Using the Spark DataFrame API
A DataFrame is a distributed collection of data organized into named
columns. It is conceptually equivalent to a table in a relational
database or a data frame in R or in the Python pandas
library. You can construct DataFrames from a wide array of sources,
including structured data files, Apache Hive tables, and existing Spark
resilient distributed datasets (RDD). The Spark DataFrame API is
available in Scala, Java, Python, and R.
This section provides examples of DataFrame API use.

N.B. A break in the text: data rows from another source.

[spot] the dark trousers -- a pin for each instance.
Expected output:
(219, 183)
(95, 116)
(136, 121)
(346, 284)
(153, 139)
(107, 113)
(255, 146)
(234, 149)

To list JSON file contents as a DataFrame:
- Upload the
people.txt
andpeople.json
example files to your object store:hdfs dfs -put people.txt people.json s3a://<bucket_name>/
- Launch the Spark
shell:
spark-shell --conf "spark.yarn.access.hadoopFileSystems=s3a://<bucket_name>/"
- At the Spark shell, type the
following:
scala> val df = spark.read.format("json").load("s3a://<bucket_name>/people.json")
- Using
df.show
, display the contents of the DataFrame:scala> df.show +----+-------+ | age| name| +----+-------+ |null|Michael| | 30| Andy| | 19| Justin| +----+-------+
The following examples use Scala to access DataFrame df
defined in the
previous subsection:
// Select all rows, but increment age by 1
scala> df.select(df("name"), df("age") + 1).show()
+-------+---------+
| name|(age + 1)|
+-------+---------+
|Michael| null|
| Andy| 31|
| Justin| 20|
+-------+---------+
// Select people older than 21
scala> df.filter(df("age") > 21).show()
+---+----+
|age|name|
+---+----+
| 30|Andy|
+---+----+
// Count people by age
scala> df.groupBy("age").count().show()
+----+-----+
| age|count|
+----+-----+
| 19| 1|
|null| 1|
| 30| 1|
+----+-----+
The following example uses the DataFrame API to specify a schema for
people.txt
, and then retrieves names from a temporary table associated
with the schema:
val people = sc.textFile("s3a://<bucket_name>/people.txt")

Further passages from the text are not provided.